Глеб лежал и рассматривал сына, похоже, что сон ему тоже никак не шел. А я, наконец-то, дождалась своего часа, чтобы расспросить о важном.
— Глеб… — приходилось шептать, чтобы не разбудить сына. — Не спишь?
— Нет. Он не проснется? — кивнул на Максима. — Я-то, кажется, вообще не смогу глаза закрыть. Боюсь, что придавлю нечаянно.
— Хм… Привыкай к новым обязанностям и проблемам. Он еще пинаться скоро начнет… Можешь взять подушку и лечь на пол. Где-то в комоде покрывало должно быть…
— Ты что? Нет. Я лучше так полежу. Мне все нравится…
— Ну-ну… Посмотрим, как надолго тебя хватит…
— Купим кровать пошире. Чтобы места хватило всем.
— Я тоже так думала. Купила. В первую же ночь почти скатилась с края. Максу не важно, сколько места свободного. Он все равно будет жаться к тебе. — Подумав, зловеще добавила. — А потом пинаться!
— Какой ужас! Ты меня решила теперь испугать?
— Нет. Чем тебя мучил Дима, не расскажешь?
— Если коротко, он обещал закатать в асфальт, если чем-то обижу тебя и Макса.
— Он может. И ему ничего за это не будет. — С одной стороны, стало жалко Глеба… С другой — приятно было, что у меня есть такой защитник. Это не бабушка, которая только словами пугает, как бы она ни хотела меня уберечь. У нее, к сожалению, нет ресурсов, которые могли бы эти слова подкрепить. А вот у Димы — есть. Или мне так кажется.

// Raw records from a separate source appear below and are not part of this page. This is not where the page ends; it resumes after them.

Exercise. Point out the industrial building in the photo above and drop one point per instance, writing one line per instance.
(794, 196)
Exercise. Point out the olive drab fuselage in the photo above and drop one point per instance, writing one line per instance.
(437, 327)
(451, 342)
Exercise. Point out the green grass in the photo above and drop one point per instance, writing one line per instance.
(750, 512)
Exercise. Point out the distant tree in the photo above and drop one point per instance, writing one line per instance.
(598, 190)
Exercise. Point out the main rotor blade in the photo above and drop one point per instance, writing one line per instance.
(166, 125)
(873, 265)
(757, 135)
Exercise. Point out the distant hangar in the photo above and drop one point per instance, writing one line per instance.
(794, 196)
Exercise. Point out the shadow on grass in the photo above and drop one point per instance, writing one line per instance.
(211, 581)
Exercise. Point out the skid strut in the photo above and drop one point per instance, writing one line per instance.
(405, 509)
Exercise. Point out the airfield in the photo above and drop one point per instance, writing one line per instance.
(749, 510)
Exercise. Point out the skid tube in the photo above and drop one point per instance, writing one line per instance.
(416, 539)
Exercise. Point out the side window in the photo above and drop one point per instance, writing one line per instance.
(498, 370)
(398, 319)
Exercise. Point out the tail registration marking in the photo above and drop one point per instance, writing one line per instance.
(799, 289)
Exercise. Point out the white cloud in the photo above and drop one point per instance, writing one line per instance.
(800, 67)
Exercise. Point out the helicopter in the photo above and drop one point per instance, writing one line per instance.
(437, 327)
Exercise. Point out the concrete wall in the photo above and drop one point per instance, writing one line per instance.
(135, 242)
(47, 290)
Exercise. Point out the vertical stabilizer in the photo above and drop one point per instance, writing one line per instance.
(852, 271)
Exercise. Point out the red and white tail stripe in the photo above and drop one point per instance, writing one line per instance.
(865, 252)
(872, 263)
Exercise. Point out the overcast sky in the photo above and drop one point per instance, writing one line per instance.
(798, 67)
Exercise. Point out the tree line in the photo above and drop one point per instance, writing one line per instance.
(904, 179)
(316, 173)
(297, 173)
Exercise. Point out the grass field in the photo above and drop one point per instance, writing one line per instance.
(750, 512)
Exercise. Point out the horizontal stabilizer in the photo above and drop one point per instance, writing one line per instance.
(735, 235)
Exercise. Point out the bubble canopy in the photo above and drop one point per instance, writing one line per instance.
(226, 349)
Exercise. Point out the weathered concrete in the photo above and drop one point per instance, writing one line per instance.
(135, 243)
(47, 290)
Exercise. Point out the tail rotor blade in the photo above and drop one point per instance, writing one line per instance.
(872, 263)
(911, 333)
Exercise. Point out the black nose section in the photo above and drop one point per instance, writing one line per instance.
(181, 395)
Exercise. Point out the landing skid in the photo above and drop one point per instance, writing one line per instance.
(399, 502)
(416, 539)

— Я знаю, Настя. Он мне сказал, что лучше не проверять, на что он способен. И сразу как-то поверилось, знаешь ли…
— Ну, ты не расстраивайся, Глеб. Он же просто добра мне желает и беспокоится.
— А кто сказал, что я расстроен? Хорошо, что у тебя за спиной есть такой человек. Мне спокойнее. И я не планировал ничего такого делать, за что можно закатать в асфальт.
— Ну, тогда я тоже спокойна. Я буду спать, Глеб, а ты — как хочешь.
— А как же поцелуй на ночь?
— Привыкай, дорогой. Никаких теперь ночных поцелуев! Только если Максик разрешит пообниматься…
— В каком смысле?
— В прямом. Наша личная с тобой жизнь закончилась. Теперь будет семейная. С бабушкой и Максимом.
— Э… Как это?
— А вот так. Потренируйся малость, а потом подумаешь: может, оно тебе и не надо?
Я начала его искренне жалеть где-то на третий день такой совместной жизни: Глеб не спал по ночам. То боялся, что зацепит и раздавит Максима, то сам ребенок просыпался ни свет, ни заря, начинал искать папу… Похоже, он до конца не поверил в его появление, и прямо во сне пугался, что Глеб исчезнет. Проснется, разбудив нас обоих, проверит — все ли на своих местах, а потом, довольный, отключается. А мы с Ольховским смотрим до утра в потолок, мечтая и думая каждый о своем — говорить при спящем ребенке очень плохо получалось.
Глеб не жаловался. Не сказал ни слова о своих неудобствах. Но смотреть на него с каждым днем становилось труднее.
— Слушай, пора бы уже Макса обратно в свою кровать отселить, не думаешь? — я решила дать ему шанс. Вдруг, он просто боится сказать об этом, не хочет нас обидеть?
— Ты что? Он же не заснет, Настя! Я это прекрасно понимаю…
— Ну, и как долго ты будешь бороться с недосыпом, Глеб? Ты ведь уже носом клюешь! И это еще на работу не нужно!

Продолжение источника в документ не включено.